Sunday, 22 December 2013

Right-wing parties prominent due to economic crisis: political activist

A political activist has said that the reason right-wing parties throughout the world are becoming increasingly prominent is because of the impact the economic crisis has had on people's lives.

Oliver Clay says that right-wing parties get people's support by tapping into their fears and using the media to publish material such as posters, advertisements and leaflets to get their agenda across.

A poster issued by French right-wing
party Front National. The text reads
'the immigrants are voting...and you're
abstaining?'
This photograph has been used for
informational purposes only. Image
courtesy Lise Broer and Wikipedia
An example of this would be the rise in popularity Greek neo-Nazi party Golden Dawn - which vows to 'clean' immigrants from Greece - has seen.

After winning just 0.3% of the nation's parliamentary polls in 2009, the party startled the nation's conservatives when it won seven percent of the votes in 2012.

As a result, Greek Prime Minister Antonis Samaras' New Democracy party only just managed to stay in power.

Of late, the party's paramilitary forces have been involved in violent rioting and and the Greek parliament has voted to heavily slash the funding provided to the party 

The government has also moved to outlaw the party, but progress on that front is slow

Oliver, who is doing his MA in politics at the University of Sheffield, often takes part in protests against right-wing parties.

He remembers a similar riot he was involved in when he and his fellow demonstrators faced off against the English Defence League during a protest in Sheffield.

"In Sheffield, the EDL attempted to lay a wreath at the war memorial to piggy back on the death of (British army man) Lee Rigby," recalls Oliver, a member of the national Antifascist Network.

"[The] first two times, they were stopped by antifascists. [The] third time, with (erstwhile EDL leader) Tommy [Robinson] up, the police enabled them to get through. The day ended with the Sheffield community running the EDL off the streets." 

"Police tried to 'disperse' them into the city after the demo," he adds. "Some EDL members threatened and attack non-white people on the street. [This] lead to running fights and police lines as they tried and to an extent failed. to keep the two lines apart"

"[The community] forced the EDL back into a pub called the Harley where they were kept until police could reassert control over the streets, which they struggled to properly do at any point in the day until the EDL had been properly removed from the city."

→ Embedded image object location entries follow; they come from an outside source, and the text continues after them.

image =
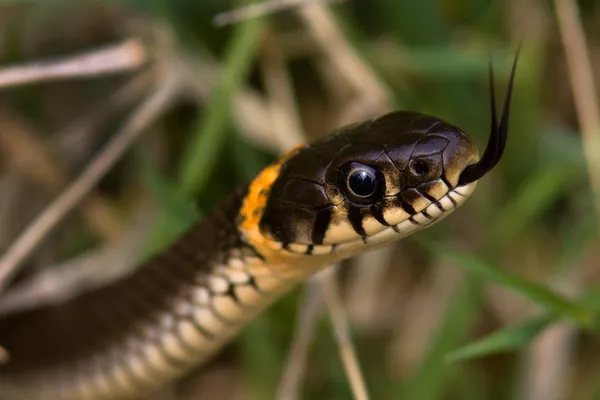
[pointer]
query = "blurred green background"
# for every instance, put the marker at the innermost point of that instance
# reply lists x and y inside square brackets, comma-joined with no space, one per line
[497,302]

A demonstration by Greek neo-Nazi party Golden Dawn staged in the Greek capital, Athens, in 2012. The Greek parliament has recently voted to cut the party's funding and is trying to outlaw it.
Photo courtesy Steve Jurvetson and Wikipedia
To explain this further, Oliver refers to the concept of hegemony as popularised by Italian political thinker Antonio Gramsci, who says that the consent of people is eroded when there is no efficient government in place, which in turn leads to violence.

Hegemony, according to Gramsci comes from intellectual and moral leaders who make alliances and compromises with those who have other agendas.

Oliver says that it is very much possible to stop the rise of right-wing parties.

"Build popularly-supported, mass democratic campaigns against austerity and bigotry that focus on where actual social issues come from - the unequal distribution of economic power - rather than the right wing imagined ones," he says.